Adrian and Lily kept these particular observations from each other but they did find they wanted to stay together more than they’d anticipated, and they began to discuss the practicalities of staying in love.

“It makes so much sense to share the rent, don’t you think? Because then we can go out more, with what we save in an extra room. I mean, we’re always together anyway. Unless you’d rather sleep alone?”

“Of course not.” Adrian replied, feeling his independence slipping away, but not protesting it go. And they did need the money.

After a few years, when they didn’t really need the money, they just wanted more money, and they needed the security and the regular sex, as well.

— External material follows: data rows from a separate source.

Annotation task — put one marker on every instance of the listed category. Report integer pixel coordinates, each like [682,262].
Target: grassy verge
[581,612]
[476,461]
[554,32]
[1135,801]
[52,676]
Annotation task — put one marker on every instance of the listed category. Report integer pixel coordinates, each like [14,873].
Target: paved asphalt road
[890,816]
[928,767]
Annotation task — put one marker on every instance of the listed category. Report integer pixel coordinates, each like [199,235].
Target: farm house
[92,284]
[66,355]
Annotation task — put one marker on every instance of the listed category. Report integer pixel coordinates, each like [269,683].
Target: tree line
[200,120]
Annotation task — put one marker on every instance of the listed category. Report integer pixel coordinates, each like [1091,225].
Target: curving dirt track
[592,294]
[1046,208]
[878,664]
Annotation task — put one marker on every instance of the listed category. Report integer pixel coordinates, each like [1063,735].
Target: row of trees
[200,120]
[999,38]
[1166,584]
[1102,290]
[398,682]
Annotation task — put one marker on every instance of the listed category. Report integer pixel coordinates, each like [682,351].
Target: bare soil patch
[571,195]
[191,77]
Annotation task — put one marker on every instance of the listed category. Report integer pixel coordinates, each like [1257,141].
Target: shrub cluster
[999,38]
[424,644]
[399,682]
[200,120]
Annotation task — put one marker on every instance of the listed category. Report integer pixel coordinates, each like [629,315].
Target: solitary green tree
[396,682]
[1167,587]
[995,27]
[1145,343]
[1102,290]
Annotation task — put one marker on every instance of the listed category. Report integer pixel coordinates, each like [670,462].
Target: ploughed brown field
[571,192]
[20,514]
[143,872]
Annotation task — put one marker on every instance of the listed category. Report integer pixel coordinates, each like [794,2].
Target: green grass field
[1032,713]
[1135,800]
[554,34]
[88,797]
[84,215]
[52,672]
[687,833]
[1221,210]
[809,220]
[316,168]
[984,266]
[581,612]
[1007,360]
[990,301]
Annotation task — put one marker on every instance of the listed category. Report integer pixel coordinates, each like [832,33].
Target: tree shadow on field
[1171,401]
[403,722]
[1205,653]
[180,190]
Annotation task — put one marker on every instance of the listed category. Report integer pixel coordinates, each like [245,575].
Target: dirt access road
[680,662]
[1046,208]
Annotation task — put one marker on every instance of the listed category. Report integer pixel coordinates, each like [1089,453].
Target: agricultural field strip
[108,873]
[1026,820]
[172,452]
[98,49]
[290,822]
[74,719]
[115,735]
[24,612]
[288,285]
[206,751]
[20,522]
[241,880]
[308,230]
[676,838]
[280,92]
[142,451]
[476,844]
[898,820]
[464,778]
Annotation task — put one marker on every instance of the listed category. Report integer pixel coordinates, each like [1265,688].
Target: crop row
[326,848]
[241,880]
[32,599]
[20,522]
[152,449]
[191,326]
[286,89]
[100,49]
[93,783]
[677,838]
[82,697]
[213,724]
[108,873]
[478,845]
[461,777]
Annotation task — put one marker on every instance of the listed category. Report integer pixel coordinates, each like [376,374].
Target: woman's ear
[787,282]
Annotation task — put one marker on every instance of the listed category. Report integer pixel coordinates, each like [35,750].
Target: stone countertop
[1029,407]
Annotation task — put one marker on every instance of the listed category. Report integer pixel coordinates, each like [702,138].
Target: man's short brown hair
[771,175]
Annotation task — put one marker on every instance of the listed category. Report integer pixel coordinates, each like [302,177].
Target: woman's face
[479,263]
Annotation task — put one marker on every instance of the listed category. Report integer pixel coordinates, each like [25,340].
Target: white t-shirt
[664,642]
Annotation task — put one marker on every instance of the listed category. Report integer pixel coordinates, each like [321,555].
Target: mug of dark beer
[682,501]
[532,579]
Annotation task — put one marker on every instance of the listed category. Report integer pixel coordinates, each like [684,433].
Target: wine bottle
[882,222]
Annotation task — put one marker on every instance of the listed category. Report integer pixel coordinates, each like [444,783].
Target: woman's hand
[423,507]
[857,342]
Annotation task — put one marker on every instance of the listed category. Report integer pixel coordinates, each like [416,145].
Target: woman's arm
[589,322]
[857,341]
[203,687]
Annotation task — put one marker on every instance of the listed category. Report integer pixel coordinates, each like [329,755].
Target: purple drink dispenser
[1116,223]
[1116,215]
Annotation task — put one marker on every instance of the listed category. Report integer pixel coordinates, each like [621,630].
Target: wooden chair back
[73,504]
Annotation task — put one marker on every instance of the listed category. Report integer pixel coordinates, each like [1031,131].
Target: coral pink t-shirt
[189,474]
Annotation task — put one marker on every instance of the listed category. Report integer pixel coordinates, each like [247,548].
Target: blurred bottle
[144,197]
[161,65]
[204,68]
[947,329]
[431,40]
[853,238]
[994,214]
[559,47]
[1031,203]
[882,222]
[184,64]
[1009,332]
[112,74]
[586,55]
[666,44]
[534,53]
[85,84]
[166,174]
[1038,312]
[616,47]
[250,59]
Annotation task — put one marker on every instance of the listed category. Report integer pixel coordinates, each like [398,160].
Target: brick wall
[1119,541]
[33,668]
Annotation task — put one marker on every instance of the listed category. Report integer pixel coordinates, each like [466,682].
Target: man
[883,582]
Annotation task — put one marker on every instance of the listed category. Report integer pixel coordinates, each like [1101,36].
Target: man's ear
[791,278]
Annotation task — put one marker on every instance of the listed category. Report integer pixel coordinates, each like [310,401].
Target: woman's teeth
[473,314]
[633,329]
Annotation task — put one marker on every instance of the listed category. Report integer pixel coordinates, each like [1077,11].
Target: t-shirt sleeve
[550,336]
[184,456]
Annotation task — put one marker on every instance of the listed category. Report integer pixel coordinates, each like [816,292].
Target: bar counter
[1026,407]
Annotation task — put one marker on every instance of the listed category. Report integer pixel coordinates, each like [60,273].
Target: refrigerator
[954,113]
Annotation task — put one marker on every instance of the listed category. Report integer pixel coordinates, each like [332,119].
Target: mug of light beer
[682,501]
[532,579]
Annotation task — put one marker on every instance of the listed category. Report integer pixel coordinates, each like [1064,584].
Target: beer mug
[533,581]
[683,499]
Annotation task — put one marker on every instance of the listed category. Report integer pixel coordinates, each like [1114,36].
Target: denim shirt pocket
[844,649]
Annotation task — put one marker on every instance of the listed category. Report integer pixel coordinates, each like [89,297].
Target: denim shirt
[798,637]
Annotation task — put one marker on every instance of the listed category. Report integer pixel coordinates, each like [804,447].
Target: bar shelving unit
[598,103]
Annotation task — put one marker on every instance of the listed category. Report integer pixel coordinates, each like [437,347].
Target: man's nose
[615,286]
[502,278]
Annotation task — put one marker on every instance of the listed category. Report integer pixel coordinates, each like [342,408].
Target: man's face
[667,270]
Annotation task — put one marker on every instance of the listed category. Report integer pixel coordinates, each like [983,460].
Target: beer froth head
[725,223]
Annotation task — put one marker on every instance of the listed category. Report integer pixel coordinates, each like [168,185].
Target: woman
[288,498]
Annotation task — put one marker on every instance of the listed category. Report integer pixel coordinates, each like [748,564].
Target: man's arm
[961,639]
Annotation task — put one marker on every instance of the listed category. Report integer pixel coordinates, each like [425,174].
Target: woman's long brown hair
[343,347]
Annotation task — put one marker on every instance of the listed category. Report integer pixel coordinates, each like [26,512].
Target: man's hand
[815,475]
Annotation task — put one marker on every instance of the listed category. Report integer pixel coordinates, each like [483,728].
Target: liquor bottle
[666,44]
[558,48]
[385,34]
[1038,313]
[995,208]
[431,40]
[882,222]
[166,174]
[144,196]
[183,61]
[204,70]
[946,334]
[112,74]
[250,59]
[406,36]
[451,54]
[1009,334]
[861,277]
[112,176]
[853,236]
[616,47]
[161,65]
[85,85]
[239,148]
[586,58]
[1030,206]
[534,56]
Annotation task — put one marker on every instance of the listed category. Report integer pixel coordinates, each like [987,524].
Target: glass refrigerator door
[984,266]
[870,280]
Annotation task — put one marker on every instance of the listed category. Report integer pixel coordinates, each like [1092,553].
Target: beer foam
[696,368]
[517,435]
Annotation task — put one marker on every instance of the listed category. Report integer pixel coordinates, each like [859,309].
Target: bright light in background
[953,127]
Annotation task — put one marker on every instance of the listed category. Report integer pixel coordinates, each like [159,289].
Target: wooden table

Little by little, Adrian became a martyr to his secret needs, his sex and money, thinking himself a Stoic, in his cage of his gilded love. Not a very good martyr, though. He took regular breaks from his suffering marriage.

 

Adrian’s love life inspired his politics, too. Though he grew up in a Labour household, it was clear to him in just a few terms at Cambridge that he was really a Tory. But it would have been embarrassing to admit that to his old friends and extended family, and he was a people-pleaser after all, so he became a Liberal Democrat instead. In future years, he also regretted this major compromise, an early-on commitment like his marriage, but he stuck with it anyway, because nobody hated him this way. He didn’t actually please as many people as he might have done if he’d taken a risk, but he was liked by more. He kept his secret loyalties, votes and trysts discreet, and created an image he could be comfortable with in public. He was proud of his work and his various lives. And it was only this arrogance, in the end, that undid him, stopped him getting what he really wanted.